Et je suis là aujourd’hui, dans cet hôtel sordide avec dehors le bruit des voitures et des camions. Je suis là oui, devant mon verre vide, avec mon mal de vivre pour seule compagnie. Et alors ? Je vais faire quoi maintenant ? Sortir ma lame de rasoir ? Me trancher les veines et me vider sur le sol encore gras du passage du voyageur d’hier ? Ridicule ! Pitoyable ! C’est vrai, je suis venue ici avec cette idée en tête. Un beau suicide ! Une mort qui a de la gueule, comme au cinéma. Un beau cadavre chaud au milieu des bouteilles et des verres. Le souvenir d’une vie, là, gisant par terre, dans une mélasse rouge et collante. Et puis ces quelques mots crachés sur une feuille de papier oubliée sur le bord du lit, sans la moindre négligence, évidemment. Ces quelques mots oui : « Je ne vous aime plus. Peut-être même ne vous ai-je jamais aimé ». C’est quoi ces lettres de suicidés qui puent les bons sentiments ? Ces lettres qui s’époumonent qu’elles aiment bien fort, oh oui ! si fort ! Ces lettres qui demandent pardon pour ce départ anticipé. Ces lettres qui réclament compréhension et indulgence pour ce dernier geste. Ces lettres qui n’assument pas le choix de leur auteur.

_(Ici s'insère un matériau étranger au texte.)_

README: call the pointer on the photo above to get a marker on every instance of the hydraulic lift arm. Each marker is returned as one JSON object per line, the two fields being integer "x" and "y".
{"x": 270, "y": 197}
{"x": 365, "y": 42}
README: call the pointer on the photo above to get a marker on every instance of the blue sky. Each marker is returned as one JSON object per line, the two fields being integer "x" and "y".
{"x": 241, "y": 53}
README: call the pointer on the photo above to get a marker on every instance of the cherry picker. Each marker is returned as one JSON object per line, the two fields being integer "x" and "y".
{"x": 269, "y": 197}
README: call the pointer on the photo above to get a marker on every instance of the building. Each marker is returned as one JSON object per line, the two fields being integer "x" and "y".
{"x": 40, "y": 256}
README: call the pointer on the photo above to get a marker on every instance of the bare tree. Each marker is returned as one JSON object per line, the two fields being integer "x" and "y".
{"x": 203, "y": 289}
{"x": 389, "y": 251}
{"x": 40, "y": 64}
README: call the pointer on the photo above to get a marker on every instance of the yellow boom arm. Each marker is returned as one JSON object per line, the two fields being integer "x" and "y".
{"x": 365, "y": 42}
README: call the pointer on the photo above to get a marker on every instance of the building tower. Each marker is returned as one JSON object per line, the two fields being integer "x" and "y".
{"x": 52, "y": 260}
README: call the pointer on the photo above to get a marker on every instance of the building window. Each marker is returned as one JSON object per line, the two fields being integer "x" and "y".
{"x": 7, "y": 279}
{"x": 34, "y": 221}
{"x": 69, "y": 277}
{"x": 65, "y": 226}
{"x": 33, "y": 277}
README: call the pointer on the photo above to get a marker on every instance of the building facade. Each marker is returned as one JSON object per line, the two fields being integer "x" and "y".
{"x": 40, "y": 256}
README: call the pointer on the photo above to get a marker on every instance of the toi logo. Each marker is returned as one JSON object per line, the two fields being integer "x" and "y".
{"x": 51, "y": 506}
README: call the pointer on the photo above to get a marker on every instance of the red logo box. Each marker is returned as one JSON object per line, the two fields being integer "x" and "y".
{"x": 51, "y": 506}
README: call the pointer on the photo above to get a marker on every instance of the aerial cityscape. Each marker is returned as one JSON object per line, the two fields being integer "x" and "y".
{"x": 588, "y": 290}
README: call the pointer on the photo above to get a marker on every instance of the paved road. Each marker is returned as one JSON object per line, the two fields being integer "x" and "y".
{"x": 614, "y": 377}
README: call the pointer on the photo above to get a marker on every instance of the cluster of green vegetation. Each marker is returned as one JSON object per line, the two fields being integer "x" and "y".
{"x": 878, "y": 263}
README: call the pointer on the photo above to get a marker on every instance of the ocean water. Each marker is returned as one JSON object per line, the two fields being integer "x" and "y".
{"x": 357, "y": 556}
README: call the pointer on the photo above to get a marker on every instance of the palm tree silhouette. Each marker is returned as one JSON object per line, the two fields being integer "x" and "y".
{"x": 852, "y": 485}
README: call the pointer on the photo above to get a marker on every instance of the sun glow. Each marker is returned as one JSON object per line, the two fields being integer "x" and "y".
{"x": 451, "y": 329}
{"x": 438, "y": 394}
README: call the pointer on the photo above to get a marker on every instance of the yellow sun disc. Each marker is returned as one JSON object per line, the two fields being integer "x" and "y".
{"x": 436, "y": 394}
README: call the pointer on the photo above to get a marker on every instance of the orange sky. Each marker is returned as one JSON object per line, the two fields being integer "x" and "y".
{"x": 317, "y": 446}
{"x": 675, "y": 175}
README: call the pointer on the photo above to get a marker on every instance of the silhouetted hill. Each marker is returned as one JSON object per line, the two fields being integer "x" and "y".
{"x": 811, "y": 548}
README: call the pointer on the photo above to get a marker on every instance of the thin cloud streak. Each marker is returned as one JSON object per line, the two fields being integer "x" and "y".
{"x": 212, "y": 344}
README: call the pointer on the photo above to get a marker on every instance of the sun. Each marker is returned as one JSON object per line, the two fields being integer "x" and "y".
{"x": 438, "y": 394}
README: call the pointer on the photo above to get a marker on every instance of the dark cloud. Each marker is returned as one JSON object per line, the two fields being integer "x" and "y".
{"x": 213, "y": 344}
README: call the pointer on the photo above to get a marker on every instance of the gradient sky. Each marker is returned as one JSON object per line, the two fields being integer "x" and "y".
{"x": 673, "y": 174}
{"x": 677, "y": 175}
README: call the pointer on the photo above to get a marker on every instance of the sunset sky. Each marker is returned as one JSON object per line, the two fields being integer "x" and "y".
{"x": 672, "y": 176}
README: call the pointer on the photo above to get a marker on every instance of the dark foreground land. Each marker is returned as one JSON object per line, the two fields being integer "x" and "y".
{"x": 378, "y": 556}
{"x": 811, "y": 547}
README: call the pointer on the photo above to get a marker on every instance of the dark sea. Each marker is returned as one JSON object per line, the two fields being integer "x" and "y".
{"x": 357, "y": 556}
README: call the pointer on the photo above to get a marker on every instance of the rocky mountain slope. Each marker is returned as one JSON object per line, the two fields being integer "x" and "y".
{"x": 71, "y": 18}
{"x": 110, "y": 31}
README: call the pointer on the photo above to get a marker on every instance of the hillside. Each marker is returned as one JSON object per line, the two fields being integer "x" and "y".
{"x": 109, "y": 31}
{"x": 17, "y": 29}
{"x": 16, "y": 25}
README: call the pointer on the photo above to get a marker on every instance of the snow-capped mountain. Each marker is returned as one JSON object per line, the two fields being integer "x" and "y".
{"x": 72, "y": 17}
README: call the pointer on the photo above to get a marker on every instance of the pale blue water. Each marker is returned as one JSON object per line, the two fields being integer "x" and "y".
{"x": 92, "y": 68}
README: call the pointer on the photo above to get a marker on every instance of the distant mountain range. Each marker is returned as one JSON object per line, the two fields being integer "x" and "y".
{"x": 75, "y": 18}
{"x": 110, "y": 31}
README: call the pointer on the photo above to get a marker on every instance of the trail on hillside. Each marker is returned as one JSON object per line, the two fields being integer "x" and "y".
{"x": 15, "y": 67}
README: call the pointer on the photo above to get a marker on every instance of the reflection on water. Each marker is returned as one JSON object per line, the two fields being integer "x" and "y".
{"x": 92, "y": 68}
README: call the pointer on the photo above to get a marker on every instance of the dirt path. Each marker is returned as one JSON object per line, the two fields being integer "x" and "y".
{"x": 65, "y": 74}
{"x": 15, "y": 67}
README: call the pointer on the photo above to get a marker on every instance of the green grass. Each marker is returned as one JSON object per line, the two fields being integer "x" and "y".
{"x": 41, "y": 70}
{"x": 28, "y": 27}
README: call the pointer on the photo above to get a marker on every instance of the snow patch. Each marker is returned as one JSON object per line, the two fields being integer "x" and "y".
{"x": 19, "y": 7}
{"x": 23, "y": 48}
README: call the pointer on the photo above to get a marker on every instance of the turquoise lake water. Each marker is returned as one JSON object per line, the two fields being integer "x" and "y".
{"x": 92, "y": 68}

Mais je suis là, dans cet hôtel minable avec ses rideaux jaunes à fleurs mauves. Un gobelet en plastique entre les mains et une bouteille de champagne bon marché posée sur une table de chevet en contreplaqué. Dans le genre théâtral on repassera ! Et puis ça avait l’air si simple quand je me faisais le film, le soir dans ma chambre, entre un sanglot et un verre de blanc. Mais là, dans la médiocrité de ce décor étranger, tout change.
Je relève la manche de mon tee-shirt. La peau est blanche. Si blanche ! Et les veines presque invisibles. Sans doute le ruissellement du sang, un sang rouge, éclatant, viendrait-il égayer cette pâleur. Je me ressers du champagne. Verdi joue toujours.